Here’s a related anecdote from my earlier days of being a student.  When I was in high school and university, I was really good at taking tests — especially math based ones.  I was diligent in following the typical advice of doing your homework and working through all the problems but I think one big distinguishing feature that got me really high marks was using this idea of “inverting”.  The thinking goes like this: “How would I do terribly on this test?”  Obviously not studying but more precisely by making mistakes.  So I learned how to avoid making mistakes on the test.  This one idea drove much of how I studied.  I would work through a problem, find out what mistakes I made, mentally take note of it, and then re-work through the same problem until no more mistakes were made.  And by “mistakes” I mean not just calculation errors but also misunderstandings and holes in concepts and ideas of how to approach the problem.  The result was that when I was actually taking the test, it was much easier to get a really high mark simply because I had gone through all the ways I would have likely made mistakes[2].
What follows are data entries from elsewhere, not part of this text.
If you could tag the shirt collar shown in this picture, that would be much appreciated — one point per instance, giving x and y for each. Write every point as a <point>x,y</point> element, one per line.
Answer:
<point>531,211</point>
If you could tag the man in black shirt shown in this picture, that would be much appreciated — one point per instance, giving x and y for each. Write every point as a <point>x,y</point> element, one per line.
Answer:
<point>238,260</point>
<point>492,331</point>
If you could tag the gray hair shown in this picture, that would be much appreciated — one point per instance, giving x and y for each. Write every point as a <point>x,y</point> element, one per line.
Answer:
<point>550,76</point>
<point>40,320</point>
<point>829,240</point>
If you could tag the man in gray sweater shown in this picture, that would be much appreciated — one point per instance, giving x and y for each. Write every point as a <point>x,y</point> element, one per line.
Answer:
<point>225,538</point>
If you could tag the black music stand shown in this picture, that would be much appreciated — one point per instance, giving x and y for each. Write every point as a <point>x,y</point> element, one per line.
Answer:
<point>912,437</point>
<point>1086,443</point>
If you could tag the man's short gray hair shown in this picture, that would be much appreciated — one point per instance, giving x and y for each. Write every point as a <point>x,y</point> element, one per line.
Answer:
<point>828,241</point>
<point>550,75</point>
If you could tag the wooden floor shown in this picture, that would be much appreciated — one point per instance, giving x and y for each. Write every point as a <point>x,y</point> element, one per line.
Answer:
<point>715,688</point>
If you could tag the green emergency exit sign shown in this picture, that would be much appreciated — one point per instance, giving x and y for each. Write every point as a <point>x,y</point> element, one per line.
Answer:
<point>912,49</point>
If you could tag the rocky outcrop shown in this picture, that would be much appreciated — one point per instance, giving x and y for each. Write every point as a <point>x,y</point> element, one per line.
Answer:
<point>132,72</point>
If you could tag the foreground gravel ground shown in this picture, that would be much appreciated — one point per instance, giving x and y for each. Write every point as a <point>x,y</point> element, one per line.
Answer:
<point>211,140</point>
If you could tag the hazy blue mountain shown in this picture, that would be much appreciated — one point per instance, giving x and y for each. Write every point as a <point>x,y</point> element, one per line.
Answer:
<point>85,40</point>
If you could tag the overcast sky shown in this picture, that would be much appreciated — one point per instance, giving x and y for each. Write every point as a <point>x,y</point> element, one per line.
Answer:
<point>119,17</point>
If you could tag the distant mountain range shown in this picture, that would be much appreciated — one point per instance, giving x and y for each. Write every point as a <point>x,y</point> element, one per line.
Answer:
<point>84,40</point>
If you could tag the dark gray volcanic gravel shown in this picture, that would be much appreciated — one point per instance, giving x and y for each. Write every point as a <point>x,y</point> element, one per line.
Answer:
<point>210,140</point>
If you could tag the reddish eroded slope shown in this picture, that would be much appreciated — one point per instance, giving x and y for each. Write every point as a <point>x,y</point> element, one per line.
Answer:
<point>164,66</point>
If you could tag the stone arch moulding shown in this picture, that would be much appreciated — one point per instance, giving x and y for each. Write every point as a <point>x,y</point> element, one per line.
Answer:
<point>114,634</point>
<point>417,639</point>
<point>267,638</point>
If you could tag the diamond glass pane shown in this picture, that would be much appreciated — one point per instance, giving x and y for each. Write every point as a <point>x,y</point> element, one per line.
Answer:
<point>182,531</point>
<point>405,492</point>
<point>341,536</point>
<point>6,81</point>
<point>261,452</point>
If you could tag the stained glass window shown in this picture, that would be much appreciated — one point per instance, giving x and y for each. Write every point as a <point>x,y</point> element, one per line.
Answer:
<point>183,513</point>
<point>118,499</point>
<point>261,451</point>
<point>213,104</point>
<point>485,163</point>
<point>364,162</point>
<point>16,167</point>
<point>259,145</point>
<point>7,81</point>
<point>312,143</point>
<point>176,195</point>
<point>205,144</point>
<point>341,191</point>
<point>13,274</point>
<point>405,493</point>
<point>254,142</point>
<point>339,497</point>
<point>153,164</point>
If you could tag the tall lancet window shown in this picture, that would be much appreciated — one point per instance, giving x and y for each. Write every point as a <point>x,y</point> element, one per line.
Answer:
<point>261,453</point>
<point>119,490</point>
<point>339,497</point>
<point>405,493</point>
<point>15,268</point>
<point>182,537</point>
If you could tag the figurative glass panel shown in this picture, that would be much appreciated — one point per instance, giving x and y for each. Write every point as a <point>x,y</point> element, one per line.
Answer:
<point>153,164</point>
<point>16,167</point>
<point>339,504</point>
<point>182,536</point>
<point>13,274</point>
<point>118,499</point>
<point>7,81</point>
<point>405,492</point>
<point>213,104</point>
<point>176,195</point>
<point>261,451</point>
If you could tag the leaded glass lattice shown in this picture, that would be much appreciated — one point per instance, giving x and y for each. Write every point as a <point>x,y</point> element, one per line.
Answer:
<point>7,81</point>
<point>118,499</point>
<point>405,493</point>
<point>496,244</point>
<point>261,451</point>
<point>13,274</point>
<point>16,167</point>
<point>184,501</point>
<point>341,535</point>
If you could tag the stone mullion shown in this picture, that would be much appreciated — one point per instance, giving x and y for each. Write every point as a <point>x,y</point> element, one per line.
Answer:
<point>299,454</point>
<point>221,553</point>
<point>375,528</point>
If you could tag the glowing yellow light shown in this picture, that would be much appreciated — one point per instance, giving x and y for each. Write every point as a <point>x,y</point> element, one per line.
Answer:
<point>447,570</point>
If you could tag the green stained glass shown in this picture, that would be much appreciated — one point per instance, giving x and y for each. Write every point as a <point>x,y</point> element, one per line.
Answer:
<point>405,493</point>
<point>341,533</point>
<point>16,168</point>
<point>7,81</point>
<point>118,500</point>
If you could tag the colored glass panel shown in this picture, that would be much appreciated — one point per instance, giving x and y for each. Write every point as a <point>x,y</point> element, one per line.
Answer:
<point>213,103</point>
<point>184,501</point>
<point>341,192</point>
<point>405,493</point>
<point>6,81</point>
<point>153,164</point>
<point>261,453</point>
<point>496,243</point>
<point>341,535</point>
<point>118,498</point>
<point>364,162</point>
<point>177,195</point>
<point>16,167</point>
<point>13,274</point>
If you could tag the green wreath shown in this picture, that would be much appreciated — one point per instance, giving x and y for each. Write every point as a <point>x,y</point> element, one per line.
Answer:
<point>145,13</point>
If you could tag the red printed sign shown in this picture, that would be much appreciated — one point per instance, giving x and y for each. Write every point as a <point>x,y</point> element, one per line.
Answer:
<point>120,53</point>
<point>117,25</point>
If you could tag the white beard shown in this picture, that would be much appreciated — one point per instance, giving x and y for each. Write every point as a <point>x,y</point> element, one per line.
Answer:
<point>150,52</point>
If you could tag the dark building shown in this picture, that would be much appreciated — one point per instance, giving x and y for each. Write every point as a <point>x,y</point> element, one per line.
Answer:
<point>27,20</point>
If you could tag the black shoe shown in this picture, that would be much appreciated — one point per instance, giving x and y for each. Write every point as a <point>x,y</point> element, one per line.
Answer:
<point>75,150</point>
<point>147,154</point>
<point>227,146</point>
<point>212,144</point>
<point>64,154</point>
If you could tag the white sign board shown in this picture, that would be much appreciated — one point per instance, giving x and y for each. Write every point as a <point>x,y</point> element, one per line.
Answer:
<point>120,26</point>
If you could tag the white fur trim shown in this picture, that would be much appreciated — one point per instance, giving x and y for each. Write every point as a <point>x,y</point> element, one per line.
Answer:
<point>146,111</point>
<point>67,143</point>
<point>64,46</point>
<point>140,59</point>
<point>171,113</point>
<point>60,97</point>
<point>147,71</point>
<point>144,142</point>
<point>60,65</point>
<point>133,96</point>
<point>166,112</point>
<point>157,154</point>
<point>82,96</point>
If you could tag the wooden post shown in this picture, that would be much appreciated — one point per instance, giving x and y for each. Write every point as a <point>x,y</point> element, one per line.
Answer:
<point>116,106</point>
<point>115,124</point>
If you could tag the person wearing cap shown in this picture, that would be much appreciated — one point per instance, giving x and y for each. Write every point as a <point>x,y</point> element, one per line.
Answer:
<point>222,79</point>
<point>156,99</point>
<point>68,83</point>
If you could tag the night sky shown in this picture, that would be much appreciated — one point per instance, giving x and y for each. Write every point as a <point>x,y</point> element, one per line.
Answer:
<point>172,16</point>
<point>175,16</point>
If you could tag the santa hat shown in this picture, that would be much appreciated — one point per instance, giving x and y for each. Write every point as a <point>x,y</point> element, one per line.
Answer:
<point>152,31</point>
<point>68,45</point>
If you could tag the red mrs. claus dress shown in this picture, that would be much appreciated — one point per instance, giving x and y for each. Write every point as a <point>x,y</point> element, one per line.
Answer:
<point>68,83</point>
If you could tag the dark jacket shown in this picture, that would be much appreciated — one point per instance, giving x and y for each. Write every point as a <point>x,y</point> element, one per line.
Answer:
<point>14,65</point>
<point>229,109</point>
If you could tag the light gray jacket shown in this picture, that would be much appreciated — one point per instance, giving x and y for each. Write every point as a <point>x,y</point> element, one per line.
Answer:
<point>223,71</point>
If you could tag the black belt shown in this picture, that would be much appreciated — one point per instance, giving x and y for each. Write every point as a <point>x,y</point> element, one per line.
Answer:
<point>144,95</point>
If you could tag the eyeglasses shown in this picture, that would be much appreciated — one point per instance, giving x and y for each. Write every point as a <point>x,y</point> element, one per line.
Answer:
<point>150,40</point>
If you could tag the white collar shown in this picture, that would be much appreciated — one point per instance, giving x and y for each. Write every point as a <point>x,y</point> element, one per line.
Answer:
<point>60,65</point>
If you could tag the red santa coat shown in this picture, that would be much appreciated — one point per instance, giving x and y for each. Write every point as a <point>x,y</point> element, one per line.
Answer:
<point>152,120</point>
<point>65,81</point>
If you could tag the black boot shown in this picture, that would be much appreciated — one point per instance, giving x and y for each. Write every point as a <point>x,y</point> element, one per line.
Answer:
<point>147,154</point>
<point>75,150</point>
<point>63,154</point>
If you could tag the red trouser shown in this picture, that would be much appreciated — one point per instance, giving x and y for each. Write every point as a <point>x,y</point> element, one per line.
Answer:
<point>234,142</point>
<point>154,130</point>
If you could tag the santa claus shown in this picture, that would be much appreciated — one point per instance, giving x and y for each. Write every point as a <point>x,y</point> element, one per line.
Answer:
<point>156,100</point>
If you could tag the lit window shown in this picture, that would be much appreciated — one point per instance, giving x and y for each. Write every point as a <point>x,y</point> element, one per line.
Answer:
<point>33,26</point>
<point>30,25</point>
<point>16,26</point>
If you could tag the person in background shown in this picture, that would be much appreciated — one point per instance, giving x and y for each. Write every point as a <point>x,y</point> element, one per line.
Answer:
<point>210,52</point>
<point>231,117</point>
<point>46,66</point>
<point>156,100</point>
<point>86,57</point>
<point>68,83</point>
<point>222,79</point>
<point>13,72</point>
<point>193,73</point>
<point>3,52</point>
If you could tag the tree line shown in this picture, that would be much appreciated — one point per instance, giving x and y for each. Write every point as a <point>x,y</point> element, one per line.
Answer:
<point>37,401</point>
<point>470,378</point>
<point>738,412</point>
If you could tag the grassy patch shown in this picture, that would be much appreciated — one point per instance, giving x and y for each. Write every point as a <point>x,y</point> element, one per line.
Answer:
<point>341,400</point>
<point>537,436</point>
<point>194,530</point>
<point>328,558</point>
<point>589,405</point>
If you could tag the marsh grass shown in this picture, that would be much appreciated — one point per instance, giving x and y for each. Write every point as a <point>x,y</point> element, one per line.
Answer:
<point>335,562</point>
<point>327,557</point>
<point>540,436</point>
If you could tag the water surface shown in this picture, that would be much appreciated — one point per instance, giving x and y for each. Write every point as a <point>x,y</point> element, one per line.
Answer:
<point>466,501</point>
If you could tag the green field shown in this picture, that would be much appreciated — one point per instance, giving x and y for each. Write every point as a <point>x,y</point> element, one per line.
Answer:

This general approach can be applied in so many various ways such as relationships, resumes, pot roasts, you name it.  It can even be applied to writing.  For example, the avoidance of using bad puns.  Let me say once you start inverting, it’s hard to stop.  It’s like reading a book about anti-gravity. It’s impossible to put down.

  1. You might recognize this name from the “Jacobian” matrix.
  2. Of course, what I don’t emphasize it that it requires a great deal of work, especially when you’re not particularly adept at the subject.